One of the chemical compounds of make-up and make-up packaging (phthalates) is added during the process to make the cosmetics you see every day more flexible. But a toiletries bag isn’t the only place that these chemicals are found. They are also used in the making of pharmaceutical pills, gelling agents, and even in high fat food products like milk and butter.
The Research That Means More Than Just Wrinkles and Anti-Aging
The research, which was published in the Environmental Health Perspectives journal, has made the association between high levels of the chemical (phthalates) in the bodies of women and an increased risk of diabetes in women. And it isn’t a small margin, either.

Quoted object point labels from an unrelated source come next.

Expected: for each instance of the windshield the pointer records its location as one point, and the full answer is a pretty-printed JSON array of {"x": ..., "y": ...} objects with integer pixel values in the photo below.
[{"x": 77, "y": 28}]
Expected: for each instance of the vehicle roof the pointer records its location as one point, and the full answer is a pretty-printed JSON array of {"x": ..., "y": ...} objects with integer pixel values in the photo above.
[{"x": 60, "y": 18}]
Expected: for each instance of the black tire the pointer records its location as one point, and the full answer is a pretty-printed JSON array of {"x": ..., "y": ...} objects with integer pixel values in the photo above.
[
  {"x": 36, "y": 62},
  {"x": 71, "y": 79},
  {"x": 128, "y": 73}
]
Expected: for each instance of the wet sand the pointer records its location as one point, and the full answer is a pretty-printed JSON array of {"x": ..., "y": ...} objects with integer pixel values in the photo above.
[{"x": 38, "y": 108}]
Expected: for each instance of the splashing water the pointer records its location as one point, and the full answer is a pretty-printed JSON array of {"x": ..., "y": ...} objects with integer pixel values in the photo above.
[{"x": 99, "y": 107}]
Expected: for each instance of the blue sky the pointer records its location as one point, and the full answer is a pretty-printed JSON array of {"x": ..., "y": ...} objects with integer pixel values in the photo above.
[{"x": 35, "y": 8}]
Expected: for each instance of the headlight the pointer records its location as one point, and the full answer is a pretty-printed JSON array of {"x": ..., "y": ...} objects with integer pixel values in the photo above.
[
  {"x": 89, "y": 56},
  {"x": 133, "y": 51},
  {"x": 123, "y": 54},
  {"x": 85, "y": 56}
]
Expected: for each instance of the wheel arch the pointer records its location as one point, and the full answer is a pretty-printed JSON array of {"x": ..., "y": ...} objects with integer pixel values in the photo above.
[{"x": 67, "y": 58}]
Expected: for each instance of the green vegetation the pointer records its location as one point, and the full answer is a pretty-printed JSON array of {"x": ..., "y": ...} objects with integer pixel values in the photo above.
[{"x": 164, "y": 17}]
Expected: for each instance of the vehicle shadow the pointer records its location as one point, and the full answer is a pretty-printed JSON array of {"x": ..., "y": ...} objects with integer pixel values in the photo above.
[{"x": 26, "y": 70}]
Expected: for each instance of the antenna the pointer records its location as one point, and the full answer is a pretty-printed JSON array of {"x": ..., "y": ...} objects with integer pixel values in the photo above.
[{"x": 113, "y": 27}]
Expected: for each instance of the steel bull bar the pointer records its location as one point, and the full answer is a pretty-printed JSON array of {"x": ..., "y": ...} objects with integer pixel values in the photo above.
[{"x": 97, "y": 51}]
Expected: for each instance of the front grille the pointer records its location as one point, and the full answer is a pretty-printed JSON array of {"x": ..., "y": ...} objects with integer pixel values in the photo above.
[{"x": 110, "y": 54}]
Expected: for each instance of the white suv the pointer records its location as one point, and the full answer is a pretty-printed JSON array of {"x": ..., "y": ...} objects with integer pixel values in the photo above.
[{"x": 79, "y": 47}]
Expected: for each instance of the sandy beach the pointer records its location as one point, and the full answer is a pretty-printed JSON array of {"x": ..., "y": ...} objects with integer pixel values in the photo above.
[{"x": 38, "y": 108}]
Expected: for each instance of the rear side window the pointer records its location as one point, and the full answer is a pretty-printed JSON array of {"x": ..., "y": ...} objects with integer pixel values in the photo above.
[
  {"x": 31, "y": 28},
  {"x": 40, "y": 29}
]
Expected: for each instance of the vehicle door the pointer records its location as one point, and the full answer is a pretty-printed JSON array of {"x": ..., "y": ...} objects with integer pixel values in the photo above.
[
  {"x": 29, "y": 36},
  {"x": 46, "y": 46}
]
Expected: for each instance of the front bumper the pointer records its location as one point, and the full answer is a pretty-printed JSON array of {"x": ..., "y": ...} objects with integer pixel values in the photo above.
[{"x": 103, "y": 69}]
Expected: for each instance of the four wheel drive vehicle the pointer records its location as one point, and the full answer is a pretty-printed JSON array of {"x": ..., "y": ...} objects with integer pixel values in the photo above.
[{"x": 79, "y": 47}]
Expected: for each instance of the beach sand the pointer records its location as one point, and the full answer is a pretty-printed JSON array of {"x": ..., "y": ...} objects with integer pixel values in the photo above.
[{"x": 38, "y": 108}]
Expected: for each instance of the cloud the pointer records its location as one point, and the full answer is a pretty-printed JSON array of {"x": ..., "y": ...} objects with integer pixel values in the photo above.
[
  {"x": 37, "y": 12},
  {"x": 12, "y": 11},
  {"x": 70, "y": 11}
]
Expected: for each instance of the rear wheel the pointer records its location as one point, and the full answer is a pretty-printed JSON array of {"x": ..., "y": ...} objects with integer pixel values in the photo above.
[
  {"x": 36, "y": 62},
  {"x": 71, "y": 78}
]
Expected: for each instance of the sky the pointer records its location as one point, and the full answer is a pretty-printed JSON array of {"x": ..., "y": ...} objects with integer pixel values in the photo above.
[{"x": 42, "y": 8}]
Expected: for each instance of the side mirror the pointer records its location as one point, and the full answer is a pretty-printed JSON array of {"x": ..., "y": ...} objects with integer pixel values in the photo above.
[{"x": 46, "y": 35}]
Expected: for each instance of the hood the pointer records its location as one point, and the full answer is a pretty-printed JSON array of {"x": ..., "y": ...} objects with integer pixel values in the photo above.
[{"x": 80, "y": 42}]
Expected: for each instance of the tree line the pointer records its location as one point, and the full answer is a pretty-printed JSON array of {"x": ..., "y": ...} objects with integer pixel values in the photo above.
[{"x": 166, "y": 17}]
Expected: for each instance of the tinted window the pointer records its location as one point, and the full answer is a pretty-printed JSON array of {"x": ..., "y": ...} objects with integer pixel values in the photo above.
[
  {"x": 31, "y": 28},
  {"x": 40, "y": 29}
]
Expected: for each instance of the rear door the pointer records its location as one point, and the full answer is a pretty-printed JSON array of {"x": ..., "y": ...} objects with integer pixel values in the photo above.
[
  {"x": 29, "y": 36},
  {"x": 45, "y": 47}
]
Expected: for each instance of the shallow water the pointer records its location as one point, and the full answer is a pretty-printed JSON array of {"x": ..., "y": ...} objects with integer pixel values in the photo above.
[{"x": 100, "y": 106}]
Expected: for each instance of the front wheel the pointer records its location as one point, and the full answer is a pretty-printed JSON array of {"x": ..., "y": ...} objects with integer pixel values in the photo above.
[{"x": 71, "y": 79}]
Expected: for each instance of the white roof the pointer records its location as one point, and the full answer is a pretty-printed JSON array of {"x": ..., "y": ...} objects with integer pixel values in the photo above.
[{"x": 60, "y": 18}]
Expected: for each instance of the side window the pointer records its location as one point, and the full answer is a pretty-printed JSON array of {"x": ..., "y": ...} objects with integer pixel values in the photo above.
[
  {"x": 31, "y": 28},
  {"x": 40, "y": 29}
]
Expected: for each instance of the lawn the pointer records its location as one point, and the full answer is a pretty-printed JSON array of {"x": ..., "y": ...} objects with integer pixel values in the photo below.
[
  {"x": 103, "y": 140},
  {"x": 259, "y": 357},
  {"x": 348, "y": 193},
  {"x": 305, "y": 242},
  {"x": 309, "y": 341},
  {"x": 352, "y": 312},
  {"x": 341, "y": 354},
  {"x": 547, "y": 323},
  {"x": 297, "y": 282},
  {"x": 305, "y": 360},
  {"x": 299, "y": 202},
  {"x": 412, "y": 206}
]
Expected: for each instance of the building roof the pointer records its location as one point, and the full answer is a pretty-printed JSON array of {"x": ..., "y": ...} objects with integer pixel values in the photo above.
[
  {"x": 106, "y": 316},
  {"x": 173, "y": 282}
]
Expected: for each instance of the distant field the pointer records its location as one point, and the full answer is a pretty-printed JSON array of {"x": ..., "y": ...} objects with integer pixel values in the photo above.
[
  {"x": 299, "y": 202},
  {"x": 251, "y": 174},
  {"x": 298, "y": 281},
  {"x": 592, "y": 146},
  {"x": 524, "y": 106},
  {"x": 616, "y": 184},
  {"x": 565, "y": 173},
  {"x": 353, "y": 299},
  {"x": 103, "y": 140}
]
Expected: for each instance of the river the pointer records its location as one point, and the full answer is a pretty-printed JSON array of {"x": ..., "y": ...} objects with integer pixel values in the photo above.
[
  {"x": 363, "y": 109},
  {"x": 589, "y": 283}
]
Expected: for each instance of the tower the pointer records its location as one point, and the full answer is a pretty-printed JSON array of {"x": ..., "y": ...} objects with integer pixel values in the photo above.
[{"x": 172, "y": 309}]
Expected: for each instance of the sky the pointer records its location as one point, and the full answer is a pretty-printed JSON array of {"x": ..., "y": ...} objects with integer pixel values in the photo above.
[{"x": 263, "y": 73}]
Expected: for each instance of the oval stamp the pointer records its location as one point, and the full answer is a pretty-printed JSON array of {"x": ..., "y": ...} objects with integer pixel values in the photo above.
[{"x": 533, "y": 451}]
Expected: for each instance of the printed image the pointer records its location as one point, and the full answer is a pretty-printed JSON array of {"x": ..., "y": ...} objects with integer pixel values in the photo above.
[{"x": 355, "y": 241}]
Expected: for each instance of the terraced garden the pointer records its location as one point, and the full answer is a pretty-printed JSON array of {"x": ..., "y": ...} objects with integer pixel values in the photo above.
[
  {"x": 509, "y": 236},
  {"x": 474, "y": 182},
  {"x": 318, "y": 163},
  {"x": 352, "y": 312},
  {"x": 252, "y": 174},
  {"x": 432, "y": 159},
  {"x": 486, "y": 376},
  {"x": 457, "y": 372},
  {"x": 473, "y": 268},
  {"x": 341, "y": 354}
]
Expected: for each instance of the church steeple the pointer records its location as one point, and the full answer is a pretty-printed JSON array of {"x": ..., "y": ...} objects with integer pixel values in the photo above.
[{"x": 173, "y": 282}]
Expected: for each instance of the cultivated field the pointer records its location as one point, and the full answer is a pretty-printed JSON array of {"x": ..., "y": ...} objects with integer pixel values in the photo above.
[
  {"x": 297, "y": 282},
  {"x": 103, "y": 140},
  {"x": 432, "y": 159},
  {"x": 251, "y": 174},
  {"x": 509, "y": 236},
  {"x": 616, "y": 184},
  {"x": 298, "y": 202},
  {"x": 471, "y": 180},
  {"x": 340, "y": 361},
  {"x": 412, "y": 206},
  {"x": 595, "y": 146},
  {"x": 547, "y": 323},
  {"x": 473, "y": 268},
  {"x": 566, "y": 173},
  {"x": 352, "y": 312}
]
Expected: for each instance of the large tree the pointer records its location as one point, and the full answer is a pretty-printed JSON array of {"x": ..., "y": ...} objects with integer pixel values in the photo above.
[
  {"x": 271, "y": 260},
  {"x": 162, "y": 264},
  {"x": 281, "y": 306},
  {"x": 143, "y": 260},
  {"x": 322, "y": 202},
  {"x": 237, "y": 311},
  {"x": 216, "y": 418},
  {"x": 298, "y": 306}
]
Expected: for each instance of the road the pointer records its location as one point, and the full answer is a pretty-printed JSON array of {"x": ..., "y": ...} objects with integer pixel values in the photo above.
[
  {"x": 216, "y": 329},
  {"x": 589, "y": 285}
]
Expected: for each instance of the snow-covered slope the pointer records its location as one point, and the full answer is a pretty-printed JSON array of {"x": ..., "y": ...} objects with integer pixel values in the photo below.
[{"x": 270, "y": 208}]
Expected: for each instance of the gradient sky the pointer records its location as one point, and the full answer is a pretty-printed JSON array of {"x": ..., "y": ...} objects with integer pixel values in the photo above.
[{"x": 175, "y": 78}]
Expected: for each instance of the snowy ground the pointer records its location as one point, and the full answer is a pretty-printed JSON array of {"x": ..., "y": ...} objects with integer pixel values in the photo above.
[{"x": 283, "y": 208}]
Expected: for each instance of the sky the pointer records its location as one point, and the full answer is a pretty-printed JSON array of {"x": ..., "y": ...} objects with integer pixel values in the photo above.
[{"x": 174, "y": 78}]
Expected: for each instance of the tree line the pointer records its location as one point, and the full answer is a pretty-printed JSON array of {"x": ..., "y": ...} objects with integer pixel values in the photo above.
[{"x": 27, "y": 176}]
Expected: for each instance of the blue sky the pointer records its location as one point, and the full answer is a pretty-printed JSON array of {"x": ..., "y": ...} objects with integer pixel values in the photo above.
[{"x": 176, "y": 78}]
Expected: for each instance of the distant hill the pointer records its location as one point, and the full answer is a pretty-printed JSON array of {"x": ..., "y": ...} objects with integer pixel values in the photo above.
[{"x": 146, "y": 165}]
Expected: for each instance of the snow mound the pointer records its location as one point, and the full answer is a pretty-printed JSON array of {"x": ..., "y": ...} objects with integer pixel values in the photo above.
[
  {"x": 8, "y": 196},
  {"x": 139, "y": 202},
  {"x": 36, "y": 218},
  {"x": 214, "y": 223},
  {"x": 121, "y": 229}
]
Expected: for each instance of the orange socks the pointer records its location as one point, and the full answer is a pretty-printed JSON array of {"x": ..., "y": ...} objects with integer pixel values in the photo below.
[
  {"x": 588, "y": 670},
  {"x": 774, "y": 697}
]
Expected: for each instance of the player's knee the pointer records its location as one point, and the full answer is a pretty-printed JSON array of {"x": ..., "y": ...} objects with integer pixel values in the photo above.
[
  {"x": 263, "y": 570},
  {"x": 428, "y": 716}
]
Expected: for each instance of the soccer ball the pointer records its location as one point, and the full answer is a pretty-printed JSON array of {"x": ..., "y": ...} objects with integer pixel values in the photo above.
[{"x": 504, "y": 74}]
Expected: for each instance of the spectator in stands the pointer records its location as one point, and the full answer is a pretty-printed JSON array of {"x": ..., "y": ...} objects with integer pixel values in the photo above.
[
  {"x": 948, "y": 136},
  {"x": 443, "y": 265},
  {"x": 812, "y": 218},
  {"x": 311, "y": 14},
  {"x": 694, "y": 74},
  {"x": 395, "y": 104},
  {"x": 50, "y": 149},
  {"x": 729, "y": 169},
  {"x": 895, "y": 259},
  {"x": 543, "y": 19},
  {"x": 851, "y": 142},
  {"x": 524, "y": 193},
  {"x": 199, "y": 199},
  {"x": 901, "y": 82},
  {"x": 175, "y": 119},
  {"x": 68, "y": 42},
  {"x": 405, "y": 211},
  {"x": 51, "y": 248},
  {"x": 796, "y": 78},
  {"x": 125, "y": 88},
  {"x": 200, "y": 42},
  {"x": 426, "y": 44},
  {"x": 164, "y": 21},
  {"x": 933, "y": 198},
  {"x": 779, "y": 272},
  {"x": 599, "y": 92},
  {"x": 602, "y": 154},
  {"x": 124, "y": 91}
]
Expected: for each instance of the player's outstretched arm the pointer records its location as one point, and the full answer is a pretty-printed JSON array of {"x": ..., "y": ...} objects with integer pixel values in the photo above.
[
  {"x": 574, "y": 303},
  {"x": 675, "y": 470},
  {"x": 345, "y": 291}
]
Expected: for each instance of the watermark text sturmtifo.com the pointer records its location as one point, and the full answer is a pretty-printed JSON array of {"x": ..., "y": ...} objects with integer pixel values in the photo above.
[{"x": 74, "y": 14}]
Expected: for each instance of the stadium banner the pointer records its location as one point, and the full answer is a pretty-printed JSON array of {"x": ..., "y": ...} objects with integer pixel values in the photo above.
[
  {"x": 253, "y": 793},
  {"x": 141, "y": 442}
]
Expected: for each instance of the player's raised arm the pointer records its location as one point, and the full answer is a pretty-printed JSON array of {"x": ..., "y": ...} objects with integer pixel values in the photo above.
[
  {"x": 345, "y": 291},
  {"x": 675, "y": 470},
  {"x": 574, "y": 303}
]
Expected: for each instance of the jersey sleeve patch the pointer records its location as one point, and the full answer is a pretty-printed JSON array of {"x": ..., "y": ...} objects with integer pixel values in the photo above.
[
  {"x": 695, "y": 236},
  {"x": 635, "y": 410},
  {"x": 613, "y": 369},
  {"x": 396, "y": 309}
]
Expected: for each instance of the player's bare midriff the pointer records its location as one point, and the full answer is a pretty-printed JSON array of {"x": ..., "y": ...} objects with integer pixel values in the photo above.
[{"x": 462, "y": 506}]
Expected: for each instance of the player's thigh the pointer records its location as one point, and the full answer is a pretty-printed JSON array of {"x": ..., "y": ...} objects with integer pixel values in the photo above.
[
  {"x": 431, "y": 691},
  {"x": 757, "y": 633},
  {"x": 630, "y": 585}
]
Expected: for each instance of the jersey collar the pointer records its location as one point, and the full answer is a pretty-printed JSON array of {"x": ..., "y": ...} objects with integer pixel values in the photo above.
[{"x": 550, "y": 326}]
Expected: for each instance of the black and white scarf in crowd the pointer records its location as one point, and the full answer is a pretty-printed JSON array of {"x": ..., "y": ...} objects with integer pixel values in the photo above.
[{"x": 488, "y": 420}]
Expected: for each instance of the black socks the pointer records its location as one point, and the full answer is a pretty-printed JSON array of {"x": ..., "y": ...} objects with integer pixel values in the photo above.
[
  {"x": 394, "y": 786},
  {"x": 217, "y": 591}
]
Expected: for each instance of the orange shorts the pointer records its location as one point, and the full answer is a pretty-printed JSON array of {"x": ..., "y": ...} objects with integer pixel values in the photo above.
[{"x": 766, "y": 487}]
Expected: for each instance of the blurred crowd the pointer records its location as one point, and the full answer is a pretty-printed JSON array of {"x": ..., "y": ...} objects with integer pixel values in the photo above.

Women with higher levels of phthalates had close to twice the risk of developing diabetes than those with low levels of the chemical. Researchers say phthalates had previously raised health concerns after links to disruption of hormones were noted by. Author of the study, Dr. James Todd commented on the findings by saying “We know that in addition to being present in personal care products, phthalates also exist in certain types of medical devices and medication that is used to treat diabetes and this could also explain the higher level of phthalates in diabetic women. So overall, more research is needed.”
Those Products That Attack Wrinkles – Could Be Harming You
This isn’t the first time that trying to fight the anti-aging battle has been linked to some un-pretty things. There has been a tie between parabens found in many common beauty products (including facial cleanser, and shampoo) and breast cancer. In fact with parabens found in over the counter deodorants, scientists have said that the chemicals can get into your body via the skin of your armpit, or skin in other sensitive areas, too.
Consumers could have their hands tied on the issue too, because cosmetic companies are not required to disclose whether there are phthalates in their products, but as a general rule, if a product is labeled as having “fragrance” does have the chemicals. And labels that say “phthalate-free” might not have phthalate in the actual product, but the packaging could be full of the dangerous chemicals.